If it was an emergency, I totally understand. But in that case, perhaps they should have stopped the play?
I've been to Studio 54 three times now, but Waiting for Godot was the first play I've seen there, the first Saturday matinee and the first time I'd heard the rumbling of the subway trains under my feet. It was quite noticeable throughout the show and at first, I thought it was a sound effect.
And Roundabout, you really should discount the last two seats on the far right and far left of every row in the orchestra. The sightlines weren't too bad for Godot, but c'mon. It's not fair.
It was so exciting to see Neil Patrick Harris going in the stage door after Godot. People were asking for his autograph and pictures. He said he would oblige when he came out. And I'm happy to report that he's a man of his word. Even though he probably had a million Tony-hosting related things to do, NPH very graciously signed autographs and posed for pictures. Very cute and very classy.

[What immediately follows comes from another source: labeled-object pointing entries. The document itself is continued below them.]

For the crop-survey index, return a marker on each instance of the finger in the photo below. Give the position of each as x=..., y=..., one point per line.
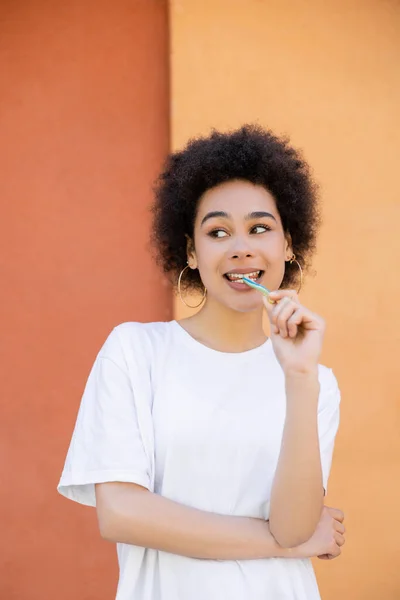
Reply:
x=336, y=514
x=273, y=311
x=294, y=322
x=277, y=295
x=339, y=539
x=284, y=311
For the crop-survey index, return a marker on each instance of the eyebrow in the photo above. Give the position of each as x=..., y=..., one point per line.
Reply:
x=258, y=214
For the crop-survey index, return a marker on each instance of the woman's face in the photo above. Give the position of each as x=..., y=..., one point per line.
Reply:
x=238, y=231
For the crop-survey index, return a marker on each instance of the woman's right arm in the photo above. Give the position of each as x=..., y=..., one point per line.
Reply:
x=130, y=514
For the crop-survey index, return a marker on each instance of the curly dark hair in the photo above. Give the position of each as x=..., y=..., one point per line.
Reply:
x=250, y=153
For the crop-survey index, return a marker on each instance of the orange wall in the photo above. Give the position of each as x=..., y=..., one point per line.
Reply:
x=327, y=73
x=83, y=129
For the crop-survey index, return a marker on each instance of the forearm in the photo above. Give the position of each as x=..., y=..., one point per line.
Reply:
x=135, y=516
x=297, y=491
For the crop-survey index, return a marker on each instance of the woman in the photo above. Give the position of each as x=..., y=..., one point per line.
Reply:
x=204, y=445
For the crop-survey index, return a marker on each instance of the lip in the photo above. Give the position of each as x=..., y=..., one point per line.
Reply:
x=245, y=270
x=242, y=287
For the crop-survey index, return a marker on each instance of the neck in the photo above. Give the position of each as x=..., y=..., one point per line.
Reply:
x=226, y=330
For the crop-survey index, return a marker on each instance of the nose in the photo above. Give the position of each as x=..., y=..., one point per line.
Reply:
x=241, y=249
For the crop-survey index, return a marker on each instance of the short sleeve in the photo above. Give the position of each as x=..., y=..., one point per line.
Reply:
x=328, y=421
x=106, y=443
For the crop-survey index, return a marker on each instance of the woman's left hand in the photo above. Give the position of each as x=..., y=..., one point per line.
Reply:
x=296, y=332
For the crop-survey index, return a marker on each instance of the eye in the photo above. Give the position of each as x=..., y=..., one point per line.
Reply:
x=218, y=233
x=260, y=228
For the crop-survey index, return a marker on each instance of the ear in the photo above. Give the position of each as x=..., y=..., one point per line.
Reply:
x=191, y=253
x=288, y=246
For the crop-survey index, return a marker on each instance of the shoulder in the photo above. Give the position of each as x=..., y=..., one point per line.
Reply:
x=135, y=340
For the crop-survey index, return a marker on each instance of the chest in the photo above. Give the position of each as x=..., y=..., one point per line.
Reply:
x=217, y=428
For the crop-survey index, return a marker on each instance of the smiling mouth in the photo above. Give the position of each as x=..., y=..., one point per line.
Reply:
x=238, y=277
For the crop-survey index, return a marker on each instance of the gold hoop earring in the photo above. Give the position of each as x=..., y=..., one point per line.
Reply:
x=291, y=261
x=180, y=292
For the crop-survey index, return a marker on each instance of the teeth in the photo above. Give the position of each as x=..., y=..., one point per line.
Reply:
x=237, y=277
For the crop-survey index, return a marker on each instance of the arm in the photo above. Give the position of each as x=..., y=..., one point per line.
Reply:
x=130, y=514
x=297, y=492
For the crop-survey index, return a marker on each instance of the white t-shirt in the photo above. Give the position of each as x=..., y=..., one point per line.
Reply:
x=200, y=427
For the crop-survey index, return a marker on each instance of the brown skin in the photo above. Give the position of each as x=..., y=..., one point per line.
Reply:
x=231, y=321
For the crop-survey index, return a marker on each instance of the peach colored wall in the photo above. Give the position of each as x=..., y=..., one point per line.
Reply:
x=83, y=129
x=327, y=73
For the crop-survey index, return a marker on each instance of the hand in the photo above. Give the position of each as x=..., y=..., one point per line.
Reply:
x=328, y=538
x=296, y=332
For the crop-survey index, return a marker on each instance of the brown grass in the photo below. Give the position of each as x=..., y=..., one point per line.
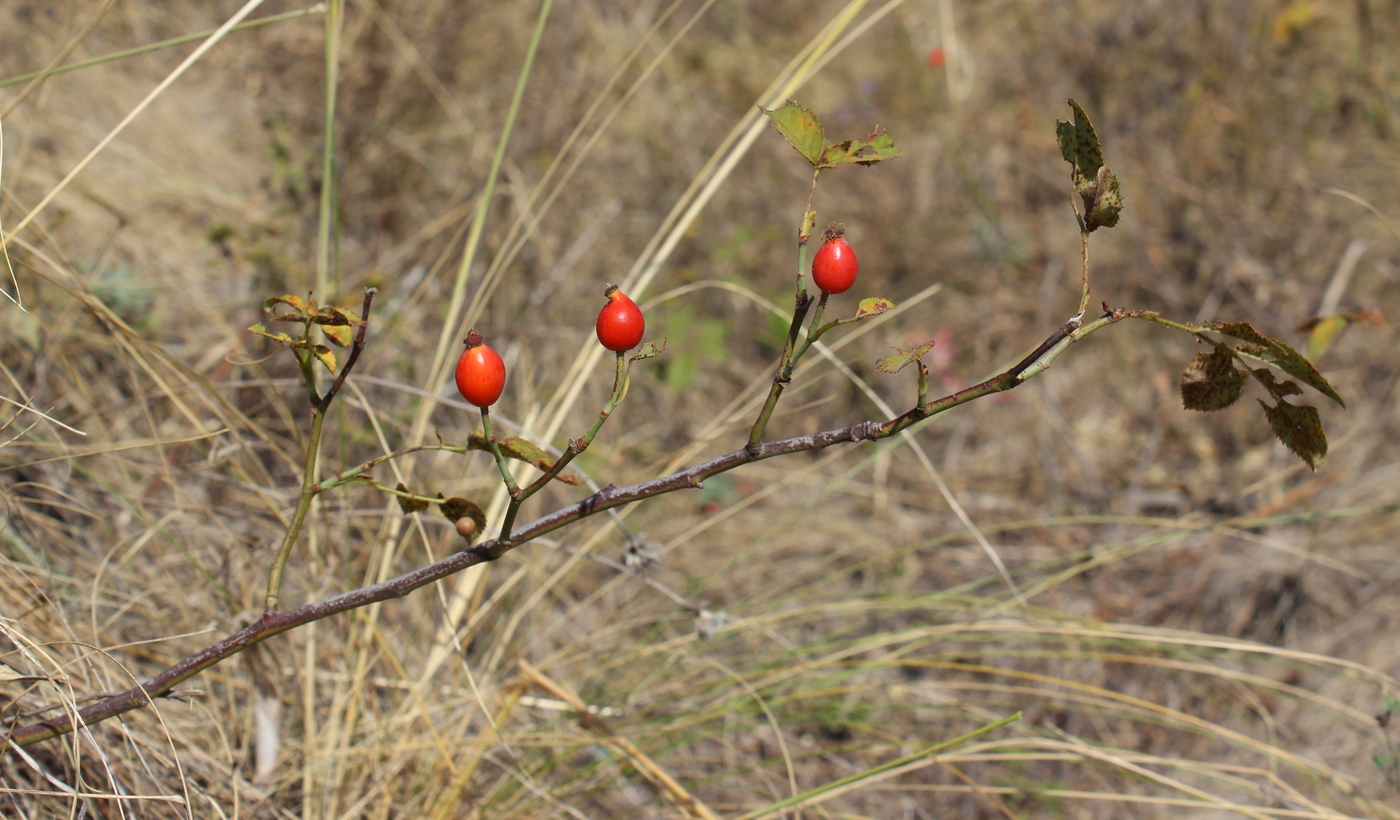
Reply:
x=1210, y=628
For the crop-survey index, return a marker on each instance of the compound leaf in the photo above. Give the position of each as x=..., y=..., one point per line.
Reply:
x=1278, y=354
x=1211, y=381
x=872, y=307
x=1299, y=428
x=868, y=151
x=801, y=129
x=900, y=358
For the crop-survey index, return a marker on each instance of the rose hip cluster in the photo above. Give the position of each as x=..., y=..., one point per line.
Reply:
x=480, y=374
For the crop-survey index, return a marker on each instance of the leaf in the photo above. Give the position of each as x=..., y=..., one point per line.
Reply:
x=291, y=301
x=1108, y=202
x=1080, y=146
x=409, y=504
x=874, y=149
x=1276, y=388
x=1323, y=333
x=458, y=508
x=1323, y=330
x=1278, y=354
x=340, y=335
x=872, y=307
x=277, y=337
x=1211, y=381
x=801, y=129
x=648, y=350
x=521, y=451
x=1299, y=428
x=326, y=357
x=900, y=358
x=333, y=315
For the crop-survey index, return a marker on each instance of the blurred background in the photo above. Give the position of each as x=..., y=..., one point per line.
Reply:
x=1197, y=624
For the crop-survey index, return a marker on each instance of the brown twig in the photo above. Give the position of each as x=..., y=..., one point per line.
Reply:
x=609, y=497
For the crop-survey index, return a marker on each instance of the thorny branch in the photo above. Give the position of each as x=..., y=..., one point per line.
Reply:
x=275, y=621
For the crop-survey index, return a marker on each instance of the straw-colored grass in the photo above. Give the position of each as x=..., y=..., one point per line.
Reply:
x=1186, y=621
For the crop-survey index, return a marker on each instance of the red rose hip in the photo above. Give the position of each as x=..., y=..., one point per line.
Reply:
x=480, y=374
x=620, y=323
x=835, y=266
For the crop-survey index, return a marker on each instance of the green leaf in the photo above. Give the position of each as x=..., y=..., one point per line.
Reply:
x=1080, y=146
x=291, y=301
x=1323, y=333
x=1108, y=202
x=1276, y=388
x=277, y=337
x=409, y=504
x=801, y=129
x=872, y=307
x=1211, y=381
x=1323, y=330
x=874, y=149
x=340, y=335
x=900, y=358
x=648, y=350
x=1299, y=428
x=1278, y=354
x=325, y=356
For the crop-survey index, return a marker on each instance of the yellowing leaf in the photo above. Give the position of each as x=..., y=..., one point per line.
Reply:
x=801, y=129
x=900, y=358
x=872, y=307
x=1211, y=382
x=1299, y=428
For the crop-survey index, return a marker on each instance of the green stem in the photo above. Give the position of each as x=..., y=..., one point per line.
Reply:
x=279, y=563
x=164, y=44
x=1084, y=253
x=620, y=382
x=328, y=150
x=790, y=354
x=506, y=476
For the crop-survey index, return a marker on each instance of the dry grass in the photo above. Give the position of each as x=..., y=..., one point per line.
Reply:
x=1210, y=628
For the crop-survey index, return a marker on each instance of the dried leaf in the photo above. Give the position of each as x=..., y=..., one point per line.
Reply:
x=1299, y=428
x=458, y=508
x=900, y=358
x=1080, y=146
x=801, y=129
x=277, y=337
x=1211, y=381
x=291, y=301
x=1278, y=354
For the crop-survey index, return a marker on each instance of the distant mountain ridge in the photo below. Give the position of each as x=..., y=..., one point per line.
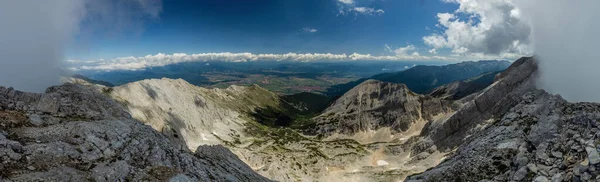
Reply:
x=421, y=79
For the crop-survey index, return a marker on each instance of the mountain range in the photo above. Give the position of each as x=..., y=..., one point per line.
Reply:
x=470, y=121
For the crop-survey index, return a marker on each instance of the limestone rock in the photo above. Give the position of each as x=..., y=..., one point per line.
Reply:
x=96, y=138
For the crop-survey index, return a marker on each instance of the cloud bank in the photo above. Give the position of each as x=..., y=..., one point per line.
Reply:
x=355, y=6
x=488, y=27
x=34, y=34
x=565, y=39
x=562, y=34
x=136, y=63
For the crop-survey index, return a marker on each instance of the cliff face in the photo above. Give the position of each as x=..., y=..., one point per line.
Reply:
x=374, y=104
x=75, y=133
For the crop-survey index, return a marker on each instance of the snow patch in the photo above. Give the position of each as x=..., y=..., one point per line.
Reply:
x=382, y=163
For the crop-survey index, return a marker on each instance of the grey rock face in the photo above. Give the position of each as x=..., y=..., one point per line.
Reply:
x=557, y=139
x=494, y=101
x=375, y=104
x=86, y=136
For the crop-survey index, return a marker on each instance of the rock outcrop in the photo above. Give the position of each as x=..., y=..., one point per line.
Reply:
x=374, y=104
x=543, y=138
x=460, y=89
x=514, y=132
x=75, y=133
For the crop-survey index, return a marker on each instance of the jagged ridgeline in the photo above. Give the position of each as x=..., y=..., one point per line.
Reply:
x=490, y=126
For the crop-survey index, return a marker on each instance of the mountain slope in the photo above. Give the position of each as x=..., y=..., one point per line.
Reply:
x=421, y=79
x=375, y=104
x=460, y=89
x=75, y=133
x=238, y=118
x=513, y=132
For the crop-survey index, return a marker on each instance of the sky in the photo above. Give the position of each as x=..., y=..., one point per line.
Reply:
x=306, y=30
x=272, y=26
x=39, y=40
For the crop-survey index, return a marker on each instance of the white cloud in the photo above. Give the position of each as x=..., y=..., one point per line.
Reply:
x=432, y=51
x=482, y=27
x=565, y=39
x=350, y=2
x=309, y=30
x=368, y=11
x=354, y=6
x=137, y=63
x=404, y=50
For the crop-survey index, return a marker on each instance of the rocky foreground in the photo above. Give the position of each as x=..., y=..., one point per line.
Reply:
x=508, y=131
x=74, y=133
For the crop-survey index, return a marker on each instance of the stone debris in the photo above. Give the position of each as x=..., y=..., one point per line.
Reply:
x=75, y=133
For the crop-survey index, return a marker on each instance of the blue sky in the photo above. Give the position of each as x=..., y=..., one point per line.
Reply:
x=271, y=26
x=145, y=33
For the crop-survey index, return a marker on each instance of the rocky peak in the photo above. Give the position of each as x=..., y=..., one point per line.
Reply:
x=75, y=133
x=374, y=104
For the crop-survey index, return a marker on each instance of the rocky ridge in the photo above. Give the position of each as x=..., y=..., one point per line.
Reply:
x=514, y=132
x=374, y=105
x=75, y=133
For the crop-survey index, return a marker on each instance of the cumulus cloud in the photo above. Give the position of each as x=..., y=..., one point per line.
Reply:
x=309, y=30
x=137, y=63
x=493, y=27
x=432, y=51
x=352, y=6
x=34, y=34
x=565, y=37
x=405, y=50
x=349, y=2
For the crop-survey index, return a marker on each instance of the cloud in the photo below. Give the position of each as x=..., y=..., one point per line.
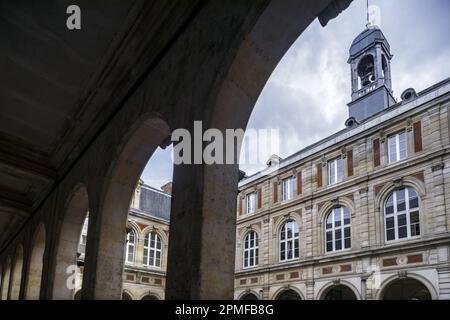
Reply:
x=306, y=97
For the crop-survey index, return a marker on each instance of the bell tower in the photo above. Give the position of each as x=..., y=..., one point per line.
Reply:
x=370, y=64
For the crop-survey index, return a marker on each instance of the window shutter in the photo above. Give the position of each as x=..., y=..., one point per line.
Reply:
x=417, y=127
x=319, y=175
x=299, y=182
x=259, y=198
x=275, y=192
x=376, y=152
x=350, y=163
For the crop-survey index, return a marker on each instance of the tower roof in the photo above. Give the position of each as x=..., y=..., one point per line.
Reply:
x=369, y=37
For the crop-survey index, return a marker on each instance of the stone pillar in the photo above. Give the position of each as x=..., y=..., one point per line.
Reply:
x=202, y=232
x=310, y=290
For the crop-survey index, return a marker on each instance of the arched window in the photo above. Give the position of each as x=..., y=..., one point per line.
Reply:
x=131, y=241
x=152, y=250
x=337, y=230
x=289, y=241
x=401, y=212
x=251, y=251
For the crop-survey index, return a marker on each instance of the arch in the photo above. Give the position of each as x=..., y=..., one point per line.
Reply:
x=6, y=280
x=289, y=241
x=288, y=294
x=126, y=295
x=16, y=276
x=153, y=250
x=77, y=206
x=250, y=249
x=347, y=291
x=392, y=280
x=34, y=274
x=249, y=296
x=337, y=228
x=330, y=205
x=77, y=295
x=109, y=227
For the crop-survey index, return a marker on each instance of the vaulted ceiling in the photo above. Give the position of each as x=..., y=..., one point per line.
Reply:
x=47, y=73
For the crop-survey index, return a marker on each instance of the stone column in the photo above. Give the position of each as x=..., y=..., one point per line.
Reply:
x=202, y=232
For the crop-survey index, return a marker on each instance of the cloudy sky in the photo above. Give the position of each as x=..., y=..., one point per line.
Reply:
x=313, y=78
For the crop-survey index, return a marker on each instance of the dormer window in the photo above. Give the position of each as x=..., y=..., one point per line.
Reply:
x=288, y=188
x=397, y=147
x=335, y=170
x=366, y=71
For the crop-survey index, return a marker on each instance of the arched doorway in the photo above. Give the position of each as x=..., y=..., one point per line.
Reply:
x=68, y=246
x=102, y=278
x=249, y=296
x=6, y=279
x=149, y=297
x=406, y=289
x=289, y=295
x=34, y=275
x=339, y=292
x=16, y=279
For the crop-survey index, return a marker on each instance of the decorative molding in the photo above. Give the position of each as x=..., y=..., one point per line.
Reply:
x=437, y=167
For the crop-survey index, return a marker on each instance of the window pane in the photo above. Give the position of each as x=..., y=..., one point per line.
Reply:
x=413, y=199
x=402, y=145
x=340, y=170
x=346, y=216
x=402, y=232
x=389, y=208
x=347, y=243
x=347, y=232
x=401, y=220
x=390, y=234
x=392, y=148
x=338, y=244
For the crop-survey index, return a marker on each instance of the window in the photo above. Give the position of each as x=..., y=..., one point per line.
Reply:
x=131, y=240
x=251, y=202
x=83, y=237
x=152, y=250
x=401, y=212
x=337, y=230
x=397, y=147
x=289, y=241
x=335, y=171
x=288, y=188
x=251, y=251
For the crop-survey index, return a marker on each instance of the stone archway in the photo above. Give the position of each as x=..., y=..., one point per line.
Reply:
x=149, y=297
x=249, y=296
x=339, y=292
x=289, y=295
x=406, y=289
x=34, y=275
x=66, y=254
x=16, y=275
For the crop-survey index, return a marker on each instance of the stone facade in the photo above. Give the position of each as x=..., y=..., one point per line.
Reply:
x=372, y=263
x=149, y=213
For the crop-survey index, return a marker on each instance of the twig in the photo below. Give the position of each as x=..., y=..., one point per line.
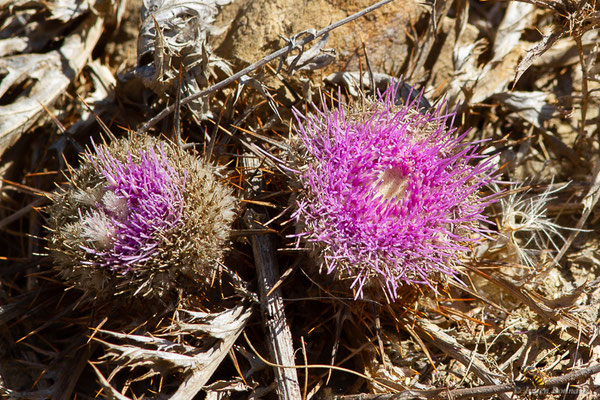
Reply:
x=273, y=56
x=319, y=366
x=271, y=304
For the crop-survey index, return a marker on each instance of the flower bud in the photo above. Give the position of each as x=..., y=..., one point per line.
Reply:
x=142, y=217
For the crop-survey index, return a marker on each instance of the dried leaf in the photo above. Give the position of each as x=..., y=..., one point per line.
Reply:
x=534, y=107
x=45, y=77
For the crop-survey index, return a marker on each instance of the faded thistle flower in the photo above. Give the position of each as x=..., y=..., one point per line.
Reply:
x=140, y=216
x=389, y=195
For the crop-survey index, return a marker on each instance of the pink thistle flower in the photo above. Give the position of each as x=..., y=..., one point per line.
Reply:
x=140, y=217
x=142, y=203
x=389, y=195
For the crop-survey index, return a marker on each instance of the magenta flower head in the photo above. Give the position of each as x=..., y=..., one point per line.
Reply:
x=389, y=196
x=140, y=216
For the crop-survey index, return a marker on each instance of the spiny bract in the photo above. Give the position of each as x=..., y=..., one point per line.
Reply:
x=389, y=195
x=140, y=216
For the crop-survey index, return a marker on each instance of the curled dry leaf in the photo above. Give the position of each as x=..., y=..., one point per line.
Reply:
x=474, y=82
x=173, y=36
x=32, y=78
x=170, y=355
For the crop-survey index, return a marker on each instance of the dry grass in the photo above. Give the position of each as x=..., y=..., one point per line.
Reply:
x=525, y=77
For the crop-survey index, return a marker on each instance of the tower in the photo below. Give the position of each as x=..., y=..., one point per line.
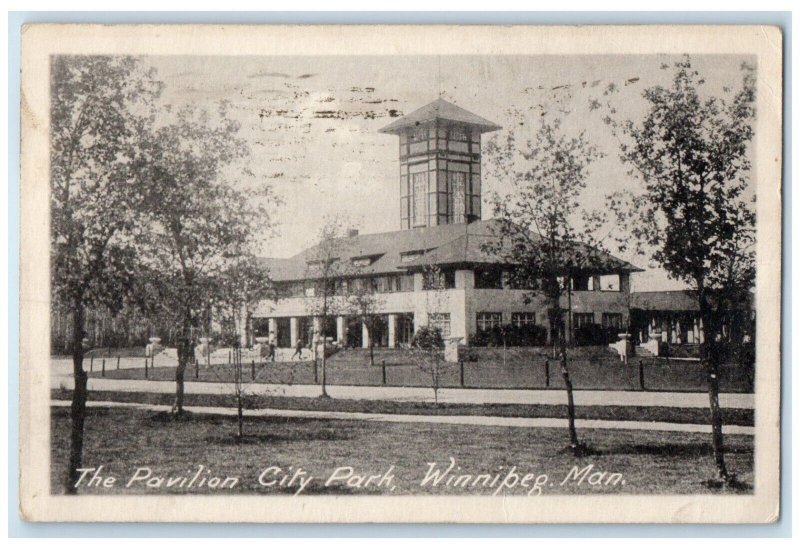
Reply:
x=440, y=164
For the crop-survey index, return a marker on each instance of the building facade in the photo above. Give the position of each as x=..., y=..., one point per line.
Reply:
x=441, y=228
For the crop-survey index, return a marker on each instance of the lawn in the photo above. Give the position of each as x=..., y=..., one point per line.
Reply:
x=122, y=440
x=253, y=402
x=521, y=369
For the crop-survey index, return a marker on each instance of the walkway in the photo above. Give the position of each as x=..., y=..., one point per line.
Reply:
x=425, y=394
x=486, y=421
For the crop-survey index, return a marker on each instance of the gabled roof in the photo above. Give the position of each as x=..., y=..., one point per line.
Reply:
x=675, y=300
x=441, y=110
x=458, y=244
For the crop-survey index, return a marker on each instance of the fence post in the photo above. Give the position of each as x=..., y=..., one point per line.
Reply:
x=641, y=376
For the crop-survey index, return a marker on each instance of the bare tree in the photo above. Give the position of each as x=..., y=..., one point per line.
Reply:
x=327, y=268
x=200, y=221
x=426, y=348
x=99, y=107
x=365, y=303
x=541, y=230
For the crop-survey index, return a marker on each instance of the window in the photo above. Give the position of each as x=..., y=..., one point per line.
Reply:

Also, I had a nice chat with Ernie Hudson, from Joe Turner's Come and Gone (and Ghost Busters!) about how exciting it was to have President and Mrs. Obama at the Belasco Theatre the previous week. It's too bad security concerns prevented the cast from meeting the first couple. Wouldn't it be great if someone connected with the Lincoln Center Theater who has some pull could wrangle an invitation to the White House?
While I was waiting for the final cast member to come out and sign my Playbill (soon-to-be Tony winner Roger Robinson!) I noticed a little handmade sign taped to the wrought-iron gate leading to the Belasco stage door christening it "The President Obama Entrance."
Let's hope The Shubert Organization, which owns the Belasco, makes it permanent with a plaque commemorating the visit of the nation's first African-American president. What a wonderful counterpoint to the entrance on the other side of the main doors, which black theatergoers were once forced to use to get to their seats in the segregated balcony.